時々思い返したように文章を書きたい気持ちになる。

昔には小説を書きたいのではないかと勘違いをしたこともあるが、どうもそういうわけでもなく、ただ文章が書きたいのだと最近は思うのだ。

別に小説ではダメという事でもなく、結局のところ、文章であれば何でもいいのではないかと思う。

文章を書くというのは、それだけでなかなか楽しい行いなのだ。

そうでなければ、文字通り誰も読まないブログなど書ける訳がない。

 

どんなところが楽しいのか?

私が思うに、意味が生まれる瞬間の「ギュン!」って感じだ。

頭の中で漠然と文字にしようと考えている事柄。それは風景だったり、感情だったり、ある種の直感だったり、なんだっていいのだが、それらを文字に起こす時、どうしようもなく飛躍が起きる。

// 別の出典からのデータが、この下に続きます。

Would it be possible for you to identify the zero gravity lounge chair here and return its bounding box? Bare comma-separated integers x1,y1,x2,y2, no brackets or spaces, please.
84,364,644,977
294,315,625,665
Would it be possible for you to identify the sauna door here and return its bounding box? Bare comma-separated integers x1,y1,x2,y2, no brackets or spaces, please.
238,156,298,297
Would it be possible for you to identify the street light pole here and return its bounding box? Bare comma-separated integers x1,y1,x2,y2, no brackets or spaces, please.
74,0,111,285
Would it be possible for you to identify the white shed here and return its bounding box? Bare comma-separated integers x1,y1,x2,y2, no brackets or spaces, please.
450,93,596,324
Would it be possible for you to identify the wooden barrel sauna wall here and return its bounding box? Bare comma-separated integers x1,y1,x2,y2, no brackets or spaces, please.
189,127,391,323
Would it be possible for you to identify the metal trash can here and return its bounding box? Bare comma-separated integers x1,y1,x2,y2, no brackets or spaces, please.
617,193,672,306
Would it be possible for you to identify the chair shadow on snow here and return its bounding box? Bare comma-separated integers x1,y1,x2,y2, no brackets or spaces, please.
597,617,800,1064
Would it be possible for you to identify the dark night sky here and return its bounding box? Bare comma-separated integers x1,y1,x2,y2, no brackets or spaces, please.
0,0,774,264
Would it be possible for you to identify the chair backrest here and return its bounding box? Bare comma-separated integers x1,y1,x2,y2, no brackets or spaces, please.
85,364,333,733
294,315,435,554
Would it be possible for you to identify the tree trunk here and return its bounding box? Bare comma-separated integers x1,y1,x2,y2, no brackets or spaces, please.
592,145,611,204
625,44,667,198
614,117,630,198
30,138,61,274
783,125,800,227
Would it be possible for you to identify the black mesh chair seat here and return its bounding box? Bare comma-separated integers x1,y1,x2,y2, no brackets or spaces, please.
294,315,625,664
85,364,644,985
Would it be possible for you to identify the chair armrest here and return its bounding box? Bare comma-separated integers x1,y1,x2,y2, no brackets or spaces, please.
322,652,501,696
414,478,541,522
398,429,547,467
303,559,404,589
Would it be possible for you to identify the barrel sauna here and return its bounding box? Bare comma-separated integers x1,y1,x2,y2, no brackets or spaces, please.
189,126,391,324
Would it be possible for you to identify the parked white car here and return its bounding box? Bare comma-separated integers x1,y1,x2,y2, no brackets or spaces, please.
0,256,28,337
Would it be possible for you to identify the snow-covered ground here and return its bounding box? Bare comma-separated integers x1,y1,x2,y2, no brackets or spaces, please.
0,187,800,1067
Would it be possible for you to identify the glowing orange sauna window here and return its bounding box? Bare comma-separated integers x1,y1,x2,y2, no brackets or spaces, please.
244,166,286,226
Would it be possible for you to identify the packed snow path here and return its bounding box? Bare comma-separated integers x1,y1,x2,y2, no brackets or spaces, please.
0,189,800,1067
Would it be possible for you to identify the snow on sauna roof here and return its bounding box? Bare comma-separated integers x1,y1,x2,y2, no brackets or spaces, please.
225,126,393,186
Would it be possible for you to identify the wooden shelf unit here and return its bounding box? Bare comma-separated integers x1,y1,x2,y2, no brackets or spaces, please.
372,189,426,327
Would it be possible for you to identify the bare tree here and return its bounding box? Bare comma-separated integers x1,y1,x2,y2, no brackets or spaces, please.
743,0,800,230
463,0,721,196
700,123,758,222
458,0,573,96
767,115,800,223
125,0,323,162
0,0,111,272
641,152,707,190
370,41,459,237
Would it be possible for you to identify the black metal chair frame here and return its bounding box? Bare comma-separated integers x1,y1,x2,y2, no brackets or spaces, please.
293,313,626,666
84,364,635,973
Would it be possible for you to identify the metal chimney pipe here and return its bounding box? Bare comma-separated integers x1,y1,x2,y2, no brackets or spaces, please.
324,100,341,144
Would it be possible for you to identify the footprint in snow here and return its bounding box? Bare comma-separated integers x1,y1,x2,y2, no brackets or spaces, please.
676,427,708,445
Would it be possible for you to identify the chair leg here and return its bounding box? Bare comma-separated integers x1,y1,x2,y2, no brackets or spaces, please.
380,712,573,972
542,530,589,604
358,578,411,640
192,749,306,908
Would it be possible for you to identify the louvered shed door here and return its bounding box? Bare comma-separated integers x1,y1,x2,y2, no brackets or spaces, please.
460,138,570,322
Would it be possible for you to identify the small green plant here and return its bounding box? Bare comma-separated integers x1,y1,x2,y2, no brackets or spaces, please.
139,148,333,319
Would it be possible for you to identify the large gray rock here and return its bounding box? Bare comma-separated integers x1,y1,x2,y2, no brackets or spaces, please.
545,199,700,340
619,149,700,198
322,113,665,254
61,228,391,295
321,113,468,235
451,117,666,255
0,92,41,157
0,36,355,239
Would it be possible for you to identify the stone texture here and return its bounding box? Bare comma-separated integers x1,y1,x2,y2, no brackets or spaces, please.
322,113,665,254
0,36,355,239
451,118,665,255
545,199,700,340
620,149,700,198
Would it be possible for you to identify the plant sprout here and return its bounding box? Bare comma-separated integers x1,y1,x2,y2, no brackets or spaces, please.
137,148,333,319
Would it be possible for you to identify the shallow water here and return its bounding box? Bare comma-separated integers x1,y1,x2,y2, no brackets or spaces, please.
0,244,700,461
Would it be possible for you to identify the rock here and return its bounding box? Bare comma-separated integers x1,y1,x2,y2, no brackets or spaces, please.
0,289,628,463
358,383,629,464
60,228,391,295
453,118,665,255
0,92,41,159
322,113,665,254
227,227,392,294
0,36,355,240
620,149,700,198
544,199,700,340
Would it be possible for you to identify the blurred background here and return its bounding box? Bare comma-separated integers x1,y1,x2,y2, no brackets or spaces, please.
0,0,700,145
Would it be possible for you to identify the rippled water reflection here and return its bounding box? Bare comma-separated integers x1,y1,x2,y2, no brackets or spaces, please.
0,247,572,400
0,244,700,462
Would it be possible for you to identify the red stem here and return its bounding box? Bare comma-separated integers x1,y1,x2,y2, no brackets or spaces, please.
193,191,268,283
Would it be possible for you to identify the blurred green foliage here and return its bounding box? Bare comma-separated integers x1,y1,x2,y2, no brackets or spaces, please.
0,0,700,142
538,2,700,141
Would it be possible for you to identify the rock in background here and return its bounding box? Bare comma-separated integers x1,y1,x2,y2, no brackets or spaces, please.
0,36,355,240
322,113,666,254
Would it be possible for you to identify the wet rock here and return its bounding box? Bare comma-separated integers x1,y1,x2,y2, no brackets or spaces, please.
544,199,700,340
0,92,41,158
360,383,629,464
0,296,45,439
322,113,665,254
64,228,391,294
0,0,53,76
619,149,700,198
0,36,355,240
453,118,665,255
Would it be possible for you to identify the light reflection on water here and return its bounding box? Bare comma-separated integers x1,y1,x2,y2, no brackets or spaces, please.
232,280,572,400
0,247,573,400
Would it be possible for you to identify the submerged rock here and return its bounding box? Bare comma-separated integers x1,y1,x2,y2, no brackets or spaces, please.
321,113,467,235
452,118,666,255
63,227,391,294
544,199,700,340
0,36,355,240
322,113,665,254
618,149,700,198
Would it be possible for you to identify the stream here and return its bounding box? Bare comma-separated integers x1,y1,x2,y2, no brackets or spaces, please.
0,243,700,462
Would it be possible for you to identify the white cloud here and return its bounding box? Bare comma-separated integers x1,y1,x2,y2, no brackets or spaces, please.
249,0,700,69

曖昧模糊としたそれを、「よろしくお願いします」とばかりに言葉に託す。

頭の中にあるイメージなり概念が、仮初の姿としての言葉を与えられるというのは、断絶した時空を乗り越えるような無理がある。

そして、言葉は平然としたまま、当然と言わんばかりに、私とは無関係と言っていいほど身勝手に意味を帯びる。

その飛躍。その「ギュン!」。

でも私は、その飛躍をまるで自分の一部であるように感じる。まるでそれが内的な飛躍で、一定の妥当性があるように誤謬する。

 

それから、右手をバタバタ、左手をバタバタしてバランスをとって、軟着陸させる。

 

それから、昔おしめを替えてやった甥っ子の成人式を見るみたいな、心配と誇らしさと、そうはいっても我が子ではない寂しさを感じながら自立したことを認める(もっと背筋を伸ばして欲しいなどと思いながら)。

 

そしてテキストは生まれる。

 

何か「ギュン!」の先も書いてしまったが、まあ一連の操作が好きなのも事実だし楽しい。

 

 

世間には、言葉と自分をほとんど同一視している人もいる。

その人達はきっと無邪気にも言葉について考えたことがないか、言葉との間に本当に距離のない天才なのだろう。

羨ましいような羨ましくないようなところだ。

彼らはきっとこの「ギュン!」を感じたことはないだろう。

絵に描いた動物が勝手に動き出すような奇跡的躍動、それと関係を持てる、関係を持っていると誤謬できる幸福を知らないのだ。